The achievement was possible by producing two breast milk proteins in a genetically modified crop. Adding the proteins to Ventria's Oral Rehydration Solution reduced the duration and recurrence of diarrhea by 30 percent. Since acute diarrhea causes the death of 2 million children every year, the hope is that this improvement will be widely added to oral hydration solutions, which are consumed by at least half of the world's children.
With regulatory oversight to ensure health and safety and with free market forces in play, it will be only a matter of time before this new insulin and other therapies from plant-based production systems find their way into the marketplace at increasingly competitive prices.
People concerned about the safety of biotech foods will appreciate that biotech crops are the most extensively tested and regulated of all agricultural products. Today, some 31 regulatory agencies in 17 countries plus prominent international scientific authorities in the United States and throughout the world have stated that biotech crops are as safe as conventional crops.
The most telling fact is that during the 10 years biotech crops have been commercially grown, people have consumed more than a trillion servings of food containing biotech ingredients. During this time there has not been one single documented case of an ecosystem being disrupted or a person made ill by these foods — in Hawai'i or anywhere else.

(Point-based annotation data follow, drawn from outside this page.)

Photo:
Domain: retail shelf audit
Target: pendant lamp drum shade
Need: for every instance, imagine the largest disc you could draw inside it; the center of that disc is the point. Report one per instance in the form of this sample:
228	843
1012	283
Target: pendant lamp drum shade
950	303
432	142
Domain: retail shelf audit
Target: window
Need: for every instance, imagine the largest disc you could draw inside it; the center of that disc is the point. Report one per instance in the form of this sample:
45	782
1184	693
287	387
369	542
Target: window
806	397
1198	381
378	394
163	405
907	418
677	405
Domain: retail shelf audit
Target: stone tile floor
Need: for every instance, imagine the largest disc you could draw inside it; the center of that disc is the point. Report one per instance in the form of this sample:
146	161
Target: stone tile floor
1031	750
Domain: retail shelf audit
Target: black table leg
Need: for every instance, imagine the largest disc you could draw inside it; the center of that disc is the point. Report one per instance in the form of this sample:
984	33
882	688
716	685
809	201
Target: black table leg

The USDA today has a strong regulatory system designed to keep pace with the continued rapid advances in agricultural biotechnology. And the innovative coordination provided by the BRS ensures that the system works to protect the environment and improve human health.
With the current strict industry and federal oversight, there is no reason why biopharmaceutical plants should not be grown in the United States, including Hawai'i. This will help ensure that new and affordable pharmaceutical therapies be accessible to people in our state and throughout the world.
Kevin Kelly is a board member and chairman of the Policy Committee for the Hawai'i Science &Technology Council. He wrote this commentary for The Advertiser.